3. A fluidic system as in claim 1, wherein the fluidic channel has a cross-sectional dimension of greater than or equal to 1 micron and less than or equal to 2 mm.

4. A method as in claim 2, wherein the particle is suspended in a fluid.

5. A fluidic system as in claim 1, wherein the plurality of suspended microchannel resonators has a throughput of greater than or equal to 6,800 particles/min and less than or equal to 24,000 particles/min.

6. A method as in claim 2, wherein the suspended microchannel resonator has a throughput of greater than or equal to 6,800 particles/min and less than or equal to 24,000 particles/min.

7. A fluidic system, comprising:

an inlet;

a plurality of suspended microchannel resonators each comprising a fluidic channel connected fluidically in parallel and in fluidic communication with the inlet;

an excitation element for driving one or more of the suspended microchannel resonators;

a sensor associated with the plurality of suspended microchannel resonators,

wherein the plurality of suspended microchannel resonators has a throughput of at least 1,000 particles/min.

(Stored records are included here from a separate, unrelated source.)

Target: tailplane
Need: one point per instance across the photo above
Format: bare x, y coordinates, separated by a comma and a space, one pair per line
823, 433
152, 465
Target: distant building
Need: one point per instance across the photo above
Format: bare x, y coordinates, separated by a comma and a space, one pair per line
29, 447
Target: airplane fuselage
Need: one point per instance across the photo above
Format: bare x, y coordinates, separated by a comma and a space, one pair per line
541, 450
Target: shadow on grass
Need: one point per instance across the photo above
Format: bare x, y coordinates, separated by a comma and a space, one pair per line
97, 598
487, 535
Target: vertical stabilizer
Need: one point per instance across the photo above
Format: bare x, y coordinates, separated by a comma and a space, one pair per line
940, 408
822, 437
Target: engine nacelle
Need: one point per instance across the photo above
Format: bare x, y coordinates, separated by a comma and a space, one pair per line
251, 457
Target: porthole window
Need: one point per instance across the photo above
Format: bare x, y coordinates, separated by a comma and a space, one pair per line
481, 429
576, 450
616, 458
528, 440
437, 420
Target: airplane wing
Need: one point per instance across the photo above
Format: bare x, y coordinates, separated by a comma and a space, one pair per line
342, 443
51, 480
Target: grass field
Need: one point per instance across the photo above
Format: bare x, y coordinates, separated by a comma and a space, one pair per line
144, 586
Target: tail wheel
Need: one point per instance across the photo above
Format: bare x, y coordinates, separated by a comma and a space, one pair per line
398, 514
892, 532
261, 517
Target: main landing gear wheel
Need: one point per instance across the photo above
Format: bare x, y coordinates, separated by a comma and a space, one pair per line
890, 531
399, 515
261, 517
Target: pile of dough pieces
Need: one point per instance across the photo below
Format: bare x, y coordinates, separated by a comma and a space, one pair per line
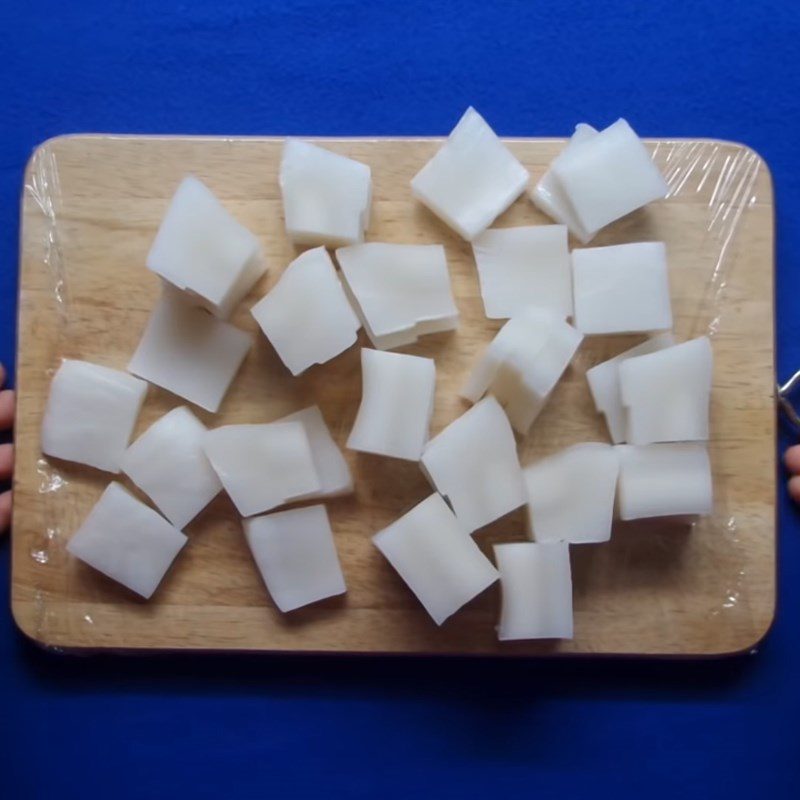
654, 397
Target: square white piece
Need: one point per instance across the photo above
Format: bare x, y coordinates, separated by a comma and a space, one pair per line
666, 394
472, 179
306, 315
520, 267
187, 351
662, 480
202, 250
549, 196
127, 541
90, 414
523, 363
296, 556
621, 289
396, 404
604, 384
326, 196
168, 463
262, 466
473, 463
609, 175
436, 558
536, 587
329, 461
401, 291
571, 494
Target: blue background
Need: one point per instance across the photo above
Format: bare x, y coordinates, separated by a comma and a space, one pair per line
279, 727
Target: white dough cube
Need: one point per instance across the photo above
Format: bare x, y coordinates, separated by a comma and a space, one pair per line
520, 267
401, 291
329, 461
296, 556
127, 541
604, 384
473, 463
661, 480
90, 415
187, 351
262, 466
202, 250
306, 315
549, 196
621, 289
571, 494
435, 556
396, 404
472, 179
608, 176
536, 588
326, 196
666, 394
523, 363
168, 463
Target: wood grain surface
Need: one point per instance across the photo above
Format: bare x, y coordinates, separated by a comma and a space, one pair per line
91, 206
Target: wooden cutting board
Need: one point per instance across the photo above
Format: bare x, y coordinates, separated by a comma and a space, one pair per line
90, 208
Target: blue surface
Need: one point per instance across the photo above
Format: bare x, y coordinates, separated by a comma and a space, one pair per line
232, 728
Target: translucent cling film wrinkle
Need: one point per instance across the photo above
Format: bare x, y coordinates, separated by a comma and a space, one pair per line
687, 167
44, 189
724, 182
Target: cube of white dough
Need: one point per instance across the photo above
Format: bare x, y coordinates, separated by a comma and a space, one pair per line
666, 394
90, 414
435, 556
296, 556
609, 175
396, 404
262, 466
623, 288
168, 463
401, 291
473, 462
520, 267
536, 589
329, 462
523, 363
604, 384
127, 541
306, 315
550, 197
326, 197
662, 480
187, 351
472, 179
202, 250
571, 494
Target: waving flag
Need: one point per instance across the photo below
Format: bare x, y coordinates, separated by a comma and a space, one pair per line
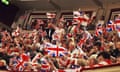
34, 60
117, 23
110, 26
78, 16
50, 15
16, 32
55, 50
45, 66
99, 30
21, 62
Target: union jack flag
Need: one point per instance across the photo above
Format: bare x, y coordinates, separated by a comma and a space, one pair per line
110, 26
45, 66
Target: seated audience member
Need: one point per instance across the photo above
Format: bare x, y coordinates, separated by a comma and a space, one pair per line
104, 58
2, 64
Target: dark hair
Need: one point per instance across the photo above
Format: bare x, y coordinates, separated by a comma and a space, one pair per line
105, 55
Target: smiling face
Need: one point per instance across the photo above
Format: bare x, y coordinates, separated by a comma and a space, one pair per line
118, 45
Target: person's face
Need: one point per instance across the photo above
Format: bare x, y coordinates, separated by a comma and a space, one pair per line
118, 60
1, 63
118, 45
100, 58
71, 46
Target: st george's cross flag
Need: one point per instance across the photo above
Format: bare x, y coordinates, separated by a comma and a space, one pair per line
110, 26
54, 50
50, 15
21, 62
99, 30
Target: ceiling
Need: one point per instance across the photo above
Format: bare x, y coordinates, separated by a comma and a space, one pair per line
60, 4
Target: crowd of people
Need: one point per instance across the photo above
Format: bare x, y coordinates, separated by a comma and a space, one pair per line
56, 47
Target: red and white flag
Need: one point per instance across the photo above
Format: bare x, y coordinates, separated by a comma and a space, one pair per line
50, 15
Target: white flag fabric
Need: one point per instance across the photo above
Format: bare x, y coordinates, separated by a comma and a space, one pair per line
50, 15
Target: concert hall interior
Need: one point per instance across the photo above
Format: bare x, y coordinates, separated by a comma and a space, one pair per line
59, 35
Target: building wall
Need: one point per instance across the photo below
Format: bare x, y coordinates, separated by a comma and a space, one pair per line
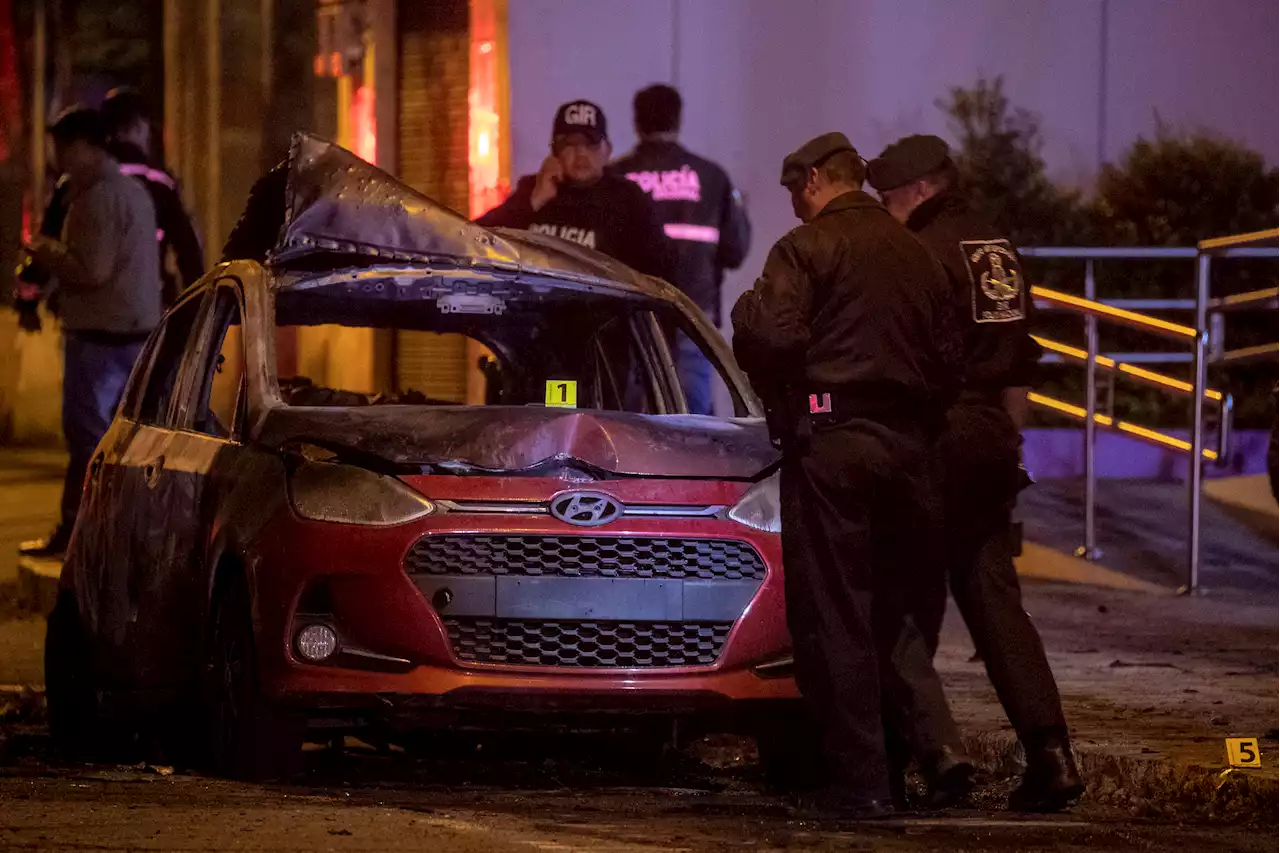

8. A fluidic system as in claim 7, wherein the plurality of suspended microchannel resonators has a throughput of at least 6,800 particles/min

9. A fluidic system as in claim 7, wherein the plurality of suspended microchannel resonators has a throughput of at least 24,000 particles/min.

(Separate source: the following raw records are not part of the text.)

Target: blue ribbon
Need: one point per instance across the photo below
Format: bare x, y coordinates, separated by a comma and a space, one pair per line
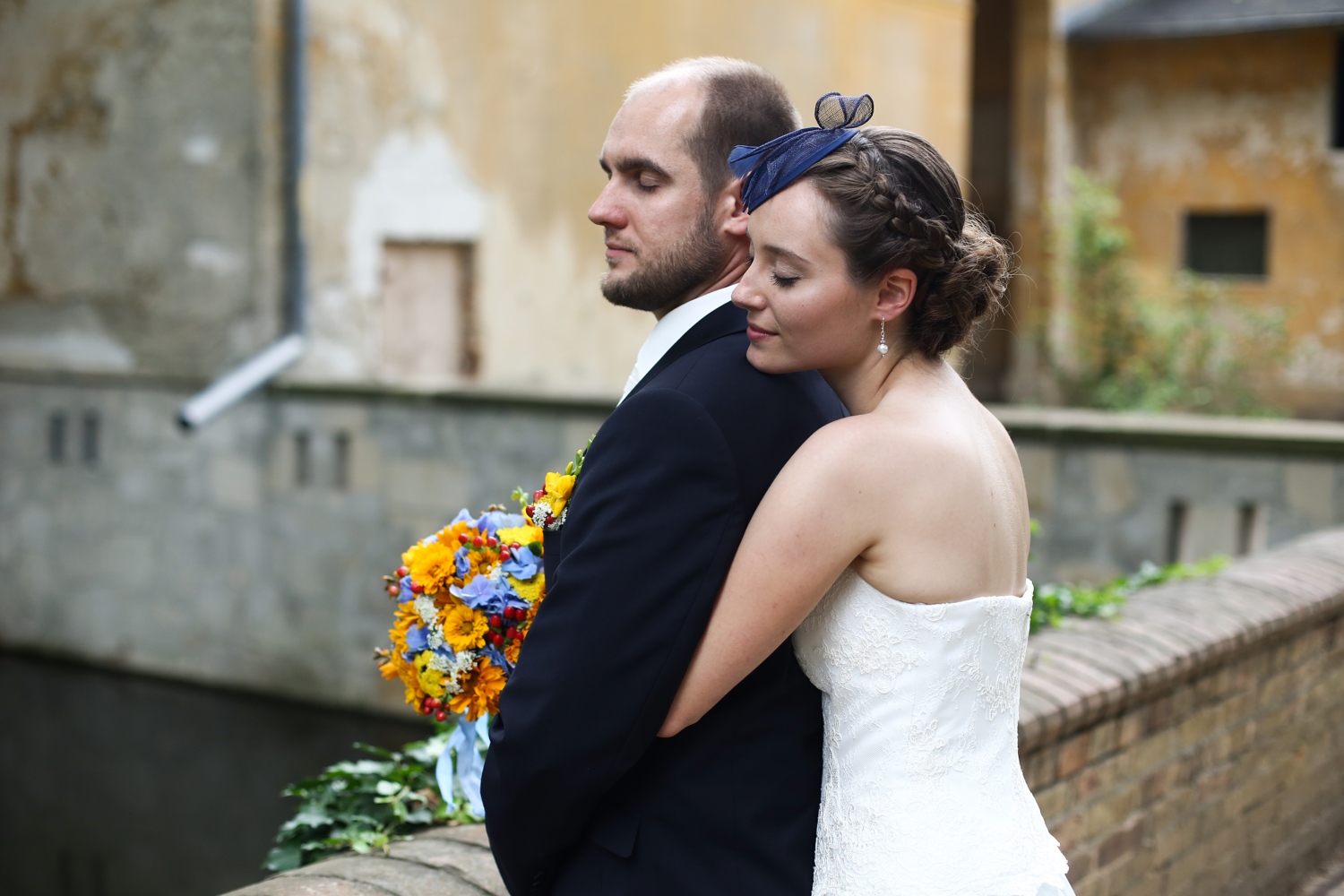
470, 763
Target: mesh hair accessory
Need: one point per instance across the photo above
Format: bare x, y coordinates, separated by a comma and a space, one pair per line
771, 167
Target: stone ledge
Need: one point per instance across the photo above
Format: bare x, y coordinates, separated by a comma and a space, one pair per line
1094, 669
440, 861
1190, 432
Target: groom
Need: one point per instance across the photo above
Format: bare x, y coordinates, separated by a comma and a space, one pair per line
582, 797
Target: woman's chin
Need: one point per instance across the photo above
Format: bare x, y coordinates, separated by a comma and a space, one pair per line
771, 362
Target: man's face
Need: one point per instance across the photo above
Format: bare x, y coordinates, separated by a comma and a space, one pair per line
661, 236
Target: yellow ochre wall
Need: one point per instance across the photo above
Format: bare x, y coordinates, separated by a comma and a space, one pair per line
518, 96
1228, 124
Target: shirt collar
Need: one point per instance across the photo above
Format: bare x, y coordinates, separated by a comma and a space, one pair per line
671, 328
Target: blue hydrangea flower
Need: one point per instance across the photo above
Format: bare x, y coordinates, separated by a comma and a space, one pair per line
521, 564
497, 657
481, 592
406, 594
496, 520
417, 638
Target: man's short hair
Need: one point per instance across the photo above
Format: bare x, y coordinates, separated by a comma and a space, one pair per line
744, 105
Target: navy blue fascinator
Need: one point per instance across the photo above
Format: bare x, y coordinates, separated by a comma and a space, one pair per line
771, 167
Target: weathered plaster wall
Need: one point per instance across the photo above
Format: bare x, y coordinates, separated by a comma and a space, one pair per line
137, 215
483, 123
139, 142
1230, 124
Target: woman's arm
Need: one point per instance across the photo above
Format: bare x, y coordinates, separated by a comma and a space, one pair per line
806, 530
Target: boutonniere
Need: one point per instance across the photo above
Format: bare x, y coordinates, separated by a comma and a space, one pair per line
548, 506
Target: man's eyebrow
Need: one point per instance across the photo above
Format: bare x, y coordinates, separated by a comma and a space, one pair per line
636, 163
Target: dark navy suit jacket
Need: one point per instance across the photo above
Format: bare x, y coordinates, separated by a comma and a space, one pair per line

10. A fluidic system as in claim 7, wherein the plurality of suspended microchannel resonators has a throughput of at least 60,000 particles/min.

11. A fluidic system as in claim 7, wherein the plurality of suspended microchannel resonators has a throughput of at least 84,000 particles/min.

12. A fluidic system as in claim 7, wherein the plurality of suspended microchannel resonators has a throughput no greater than 100,000 particles/min.

13. A fluidic system as in claim 7, wherein the plurality of suspended microchannel resonators has a throughput no greater than 84,000 particles/min.

14. A fluidic system as in claim 7, wherein the plurality of suspended microchannel resonators has a throughput no greater than 24,000 particles/min.

15. The method of claim 2, wherein the method comprises comparing the resonance frequency to a pre-computed resonance frequency.

16. The method of claim 2, wherein the method comprises deconvoluting the resonance frequency.

17. The method of claim 2, wherein the method further comprises preventing double occupancy of by the particle in the microfluidic channel during the driving and/or the sensing step.

18. The fluidic system of claim 7, wherein the fluidic channel has a length extending to an anti-node location of suspended microchannel resonator.

19. The method of claim 2, wherein the microfluidic channel has a length extending to an anti-node location of the suspended microchannel resonator.